Братья Муравьевы, Феофан и Пантелей, собрались в багровой комнате Григория на «военный совет», о котором говорила Дарья Фекле Макаровне.

Феофан, в приискательских плисовых штанах и вельветовой рубахе с пояском, толстый, высокий, с остатками рыжих волос у висков и на затылке, сидел на диване и изредка вставлял замечания в разговор Пантелея с Григорием. Пантелей, десятью годами моложе Феофана, худощавый, подвижный, в белой рубахе и в черных брюках, вправленных в серые пимы, сидел у стола и искоса глядел на Григория. Дарья, как только пришла от Феклы Макаровны, удалилась в комнату Чадаевой и сидела теперь у открытой двери, жадно прислушиваясь к разговору мужчин.

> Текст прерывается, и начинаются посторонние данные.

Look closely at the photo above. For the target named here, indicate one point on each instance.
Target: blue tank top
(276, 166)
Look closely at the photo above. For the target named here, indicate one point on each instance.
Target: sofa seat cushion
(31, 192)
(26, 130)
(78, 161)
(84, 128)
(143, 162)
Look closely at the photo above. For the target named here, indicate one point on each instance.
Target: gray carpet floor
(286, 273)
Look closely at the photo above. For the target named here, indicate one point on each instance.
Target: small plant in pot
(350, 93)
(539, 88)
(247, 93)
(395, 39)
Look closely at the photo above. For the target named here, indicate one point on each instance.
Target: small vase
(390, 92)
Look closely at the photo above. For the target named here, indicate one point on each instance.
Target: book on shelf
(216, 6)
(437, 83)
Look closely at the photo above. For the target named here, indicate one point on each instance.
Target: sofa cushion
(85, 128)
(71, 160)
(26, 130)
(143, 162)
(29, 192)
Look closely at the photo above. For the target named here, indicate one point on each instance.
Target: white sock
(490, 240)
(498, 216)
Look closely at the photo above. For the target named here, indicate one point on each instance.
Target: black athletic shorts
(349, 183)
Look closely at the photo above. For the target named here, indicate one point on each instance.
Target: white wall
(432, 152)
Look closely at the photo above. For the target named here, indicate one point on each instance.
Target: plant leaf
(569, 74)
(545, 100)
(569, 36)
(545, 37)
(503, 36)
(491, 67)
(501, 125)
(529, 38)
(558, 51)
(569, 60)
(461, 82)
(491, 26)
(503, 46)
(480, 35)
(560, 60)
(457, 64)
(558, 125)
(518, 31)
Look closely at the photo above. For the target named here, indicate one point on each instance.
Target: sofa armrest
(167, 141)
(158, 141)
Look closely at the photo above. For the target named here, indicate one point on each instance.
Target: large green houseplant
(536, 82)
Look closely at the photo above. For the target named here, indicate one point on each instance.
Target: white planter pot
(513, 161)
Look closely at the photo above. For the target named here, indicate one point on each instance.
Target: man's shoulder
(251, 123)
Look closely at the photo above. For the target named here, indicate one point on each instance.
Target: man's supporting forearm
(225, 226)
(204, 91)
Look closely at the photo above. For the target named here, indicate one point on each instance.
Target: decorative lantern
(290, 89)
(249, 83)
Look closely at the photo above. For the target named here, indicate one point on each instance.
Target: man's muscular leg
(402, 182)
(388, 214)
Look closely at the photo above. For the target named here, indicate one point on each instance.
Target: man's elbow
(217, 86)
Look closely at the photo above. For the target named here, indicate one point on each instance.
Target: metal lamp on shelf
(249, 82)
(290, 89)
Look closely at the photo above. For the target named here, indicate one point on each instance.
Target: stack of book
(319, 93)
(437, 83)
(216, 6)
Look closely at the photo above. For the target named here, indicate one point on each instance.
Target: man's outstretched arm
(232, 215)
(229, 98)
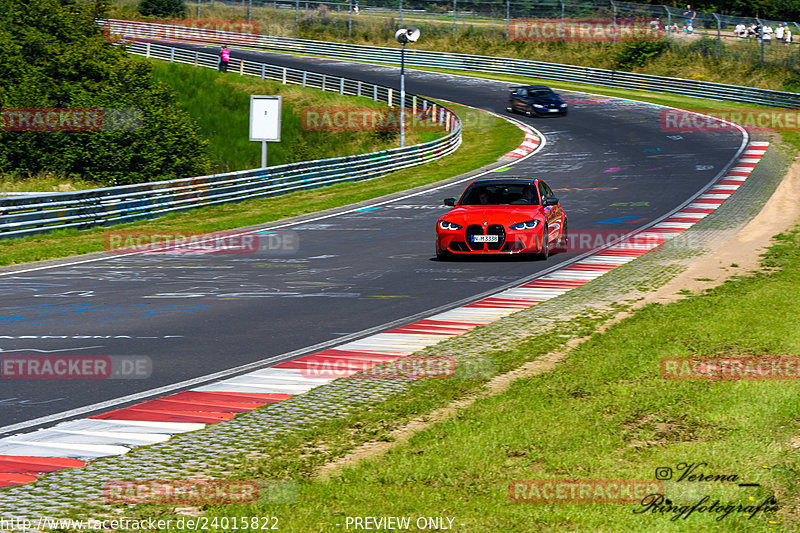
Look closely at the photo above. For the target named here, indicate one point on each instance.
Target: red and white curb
(24, 457)
(529, 144)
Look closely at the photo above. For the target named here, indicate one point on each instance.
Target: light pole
(403, 36)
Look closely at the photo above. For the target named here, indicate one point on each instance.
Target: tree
(163, 8)
(55, 56)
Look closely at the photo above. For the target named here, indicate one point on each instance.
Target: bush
(163, 8)
(56, 57)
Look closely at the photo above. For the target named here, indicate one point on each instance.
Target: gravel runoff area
(211, 451)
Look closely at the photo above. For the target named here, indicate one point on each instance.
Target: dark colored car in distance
(536, 100)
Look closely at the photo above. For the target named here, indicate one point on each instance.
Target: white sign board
(265, 118)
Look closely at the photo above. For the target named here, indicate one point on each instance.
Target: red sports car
(502, 216)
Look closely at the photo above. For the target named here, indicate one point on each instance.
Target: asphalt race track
(610, 161)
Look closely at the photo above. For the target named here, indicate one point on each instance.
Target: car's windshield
(500, 194)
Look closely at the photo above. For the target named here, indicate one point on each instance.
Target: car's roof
(500, 181)
(532, 87)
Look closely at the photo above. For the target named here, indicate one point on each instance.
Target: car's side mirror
(551, 201)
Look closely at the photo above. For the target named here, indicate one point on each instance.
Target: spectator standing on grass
(689, 14)
(224, 57)
(767, 34)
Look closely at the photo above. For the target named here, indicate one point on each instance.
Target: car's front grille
(474, 229)
(496, 229)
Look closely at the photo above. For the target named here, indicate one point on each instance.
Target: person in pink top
(224, 57)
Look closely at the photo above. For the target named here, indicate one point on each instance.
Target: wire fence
(40, 213)
(463, 62)
(740, 38)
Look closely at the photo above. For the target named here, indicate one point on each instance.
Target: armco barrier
(447, 60)
(28, 215)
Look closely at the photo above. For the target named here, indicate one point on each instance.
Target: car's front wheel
(544, 253)
(563, 242)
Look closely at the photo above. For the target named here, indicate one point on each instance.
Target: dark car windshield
(500, 194)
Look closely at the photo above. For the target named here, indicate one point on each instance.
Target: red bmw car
(502, 216)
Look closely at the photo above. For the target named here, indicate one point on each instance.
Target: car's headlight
(444, 224)
(528, 224)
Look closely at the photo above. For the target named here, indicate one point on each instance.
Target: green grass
(220, 104)
(484, 140)
(604, 413)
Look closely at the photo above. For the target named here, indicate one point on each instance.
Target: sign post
(265, 121)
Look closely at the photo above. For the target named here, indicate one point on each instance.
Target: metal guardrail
(29, 215)
(447, 60)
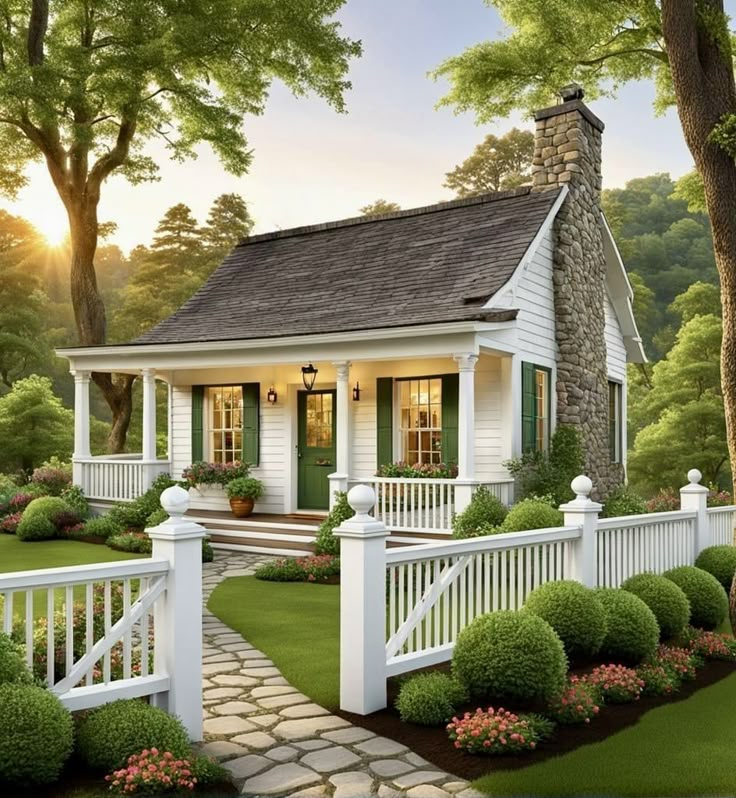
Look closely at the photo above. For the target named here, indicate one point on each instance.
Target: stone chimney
(567, 151)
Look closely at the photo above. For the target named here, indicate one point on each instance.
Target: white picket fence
(403, 608)
(119, 630)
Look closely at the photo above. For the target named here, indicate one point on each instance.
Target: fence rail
(423, 505)
(632, 544)
(118, 478)
(721, 522)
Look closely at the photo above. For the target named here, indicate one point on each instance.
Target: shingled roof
(426, 265)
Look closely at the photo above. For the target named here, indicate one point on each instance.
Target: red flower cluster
(710, 645)
(152, 772)
(495, 731)
(618, 684)
(578, 702)
(678, 661)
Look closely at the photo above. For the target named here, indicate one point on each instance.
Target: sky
(312, 164)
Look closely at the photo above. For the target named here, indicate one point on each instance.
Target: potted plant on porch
(242, 493)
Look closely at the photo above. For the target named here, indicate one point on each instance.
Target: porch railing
(118, 477)
(423, 505)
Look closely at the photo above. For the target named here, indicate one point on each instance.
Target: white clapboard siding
(615, 350)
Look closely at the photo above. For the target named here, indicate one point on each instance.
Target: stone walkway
(276, 742)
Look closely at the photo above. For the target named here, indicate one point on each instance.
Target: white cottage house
(455, 333)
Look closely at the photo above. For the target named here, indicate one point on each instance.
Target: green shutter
(251, 422)
(384, 420)
(528, 408)
(450, 402)
(197, 423)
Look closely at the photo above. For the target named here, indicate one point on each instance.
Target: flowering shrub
(657, 679)
(418, 470)
(317, 568)
(20, 501)
(52, 478)
(710, 645)
(152, 772)
(678, 661)
(618, 684)
(9, 524)
(667, 499)
(495, 731)
(579, 702)
(202, 473)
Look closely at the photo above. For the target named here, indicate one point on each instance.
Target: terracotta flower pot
(241, 507)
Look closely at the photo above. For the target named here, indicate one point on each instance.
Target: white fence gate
(127, 629)
(402, 609)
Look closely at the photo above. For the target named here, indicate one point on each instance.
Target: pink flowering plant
(202, 473)
(579, 702)
(152, 772)
(492, 731)
(618, 684)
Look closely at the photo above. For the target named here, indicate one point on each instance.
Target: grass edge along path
(295, 624)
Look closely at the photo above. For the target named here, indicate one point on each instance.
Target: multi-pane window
(614, 421)
(225, 423)
(541, 384)
(421, 420)
(319, 420)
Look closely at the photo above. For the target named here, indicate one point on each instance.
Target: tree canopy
(497, 163)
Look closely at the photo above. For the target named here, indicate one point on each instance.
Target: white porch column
(81, 424)
(466, 430)
(339, 479)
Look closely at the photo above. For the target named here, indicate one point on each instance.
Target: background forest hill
(675, 406)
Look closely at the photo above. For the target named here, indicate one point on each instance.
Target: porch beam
(466, 428)
(82, 449)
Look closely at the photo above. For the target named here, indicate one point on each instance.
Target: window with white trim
(225, 423)
(420, 425)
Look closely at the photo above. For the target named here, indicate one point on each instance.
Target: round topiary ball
(664, 598)
(719, 561)
(633, 631)
(708, 599)
(429, 699)
(510, 655)
(37, 735)
(114, 732)
(574, 612)
(13, 668)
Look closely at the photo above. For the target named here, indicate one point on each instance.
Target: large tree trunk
(703, 79)
(89, 315)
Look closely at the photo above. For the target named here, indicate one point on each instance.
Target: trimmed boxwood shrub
(484, 512)
(13, 668)
(429, 699)
(719, 561)
(37, 522)
(107, 736)
(664, 598)
(708, 599)
(574, 612)
(37, 735)
(510, 655)
(531, 514)
(633, 631)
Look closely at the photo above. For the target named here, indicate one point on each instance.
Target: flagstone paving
(276, 742)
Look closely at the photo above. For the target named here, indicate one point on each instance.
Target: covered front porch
(442, 399)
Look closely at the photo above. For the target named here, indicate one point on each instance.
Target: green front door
(316, 448)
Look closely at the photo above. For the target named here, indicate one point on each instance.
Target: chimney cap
(573, 91)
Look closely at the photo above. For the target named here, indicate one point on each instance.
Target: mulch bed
(433, 744)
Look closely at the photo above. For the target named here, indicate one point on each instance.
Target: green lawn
(15, 555)
(296, 624)
(681, 749)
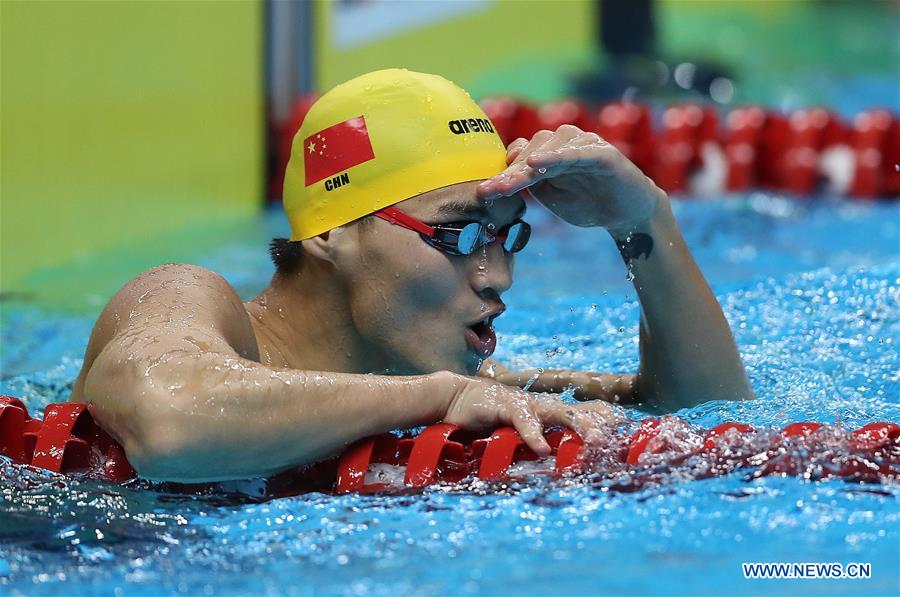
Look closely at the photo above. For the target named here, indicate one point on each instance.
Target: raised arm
(688, 354)
(172, 372)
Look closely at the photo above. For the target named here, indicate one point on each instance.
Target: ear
(320, 247)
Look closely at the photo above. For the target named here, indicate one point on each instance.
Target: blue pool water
(811, 291)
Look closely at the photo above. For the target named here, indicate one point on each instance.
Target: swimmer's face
(418, 305)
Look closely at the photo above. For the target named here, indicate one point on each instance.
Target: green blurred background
(137, 133)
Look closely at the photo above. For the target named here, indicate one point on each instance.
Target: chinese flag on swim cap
(337, 148)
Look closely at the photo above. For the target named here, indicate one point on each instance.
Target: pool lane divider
(69, 441)
(692, 148)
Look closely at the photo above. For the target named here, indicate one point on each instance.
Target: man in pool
(405, 212)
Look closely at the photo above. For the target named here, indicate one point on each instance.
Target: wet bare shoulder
(173, 300)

Между Григорием и Пантелеем шел спор о роли личности в коллективе.

– Понятие у тебя, Пантелей Фомич, очень тугое, устаревшее, – сказал Григорий, бросая сердитые взгляды то на Пантелея, то на Феофана.

– Какое есть, тем и живу, – ответил Пантелей. – А вот петухов, которых ты называешь личностью, не уважал и не гнул перед ними спину. Кто личность? Коллектив! И он, только он, держит на своем хребте все государство. А ты, не в обиду будет тебе сказано, лезешь в петухи! Ты все норовишь решать сам, по мерке своего ума и характера. А как это назвать? Диктаторством! Так оно и есть. Я тебе еще в Белогорье об этом говорил.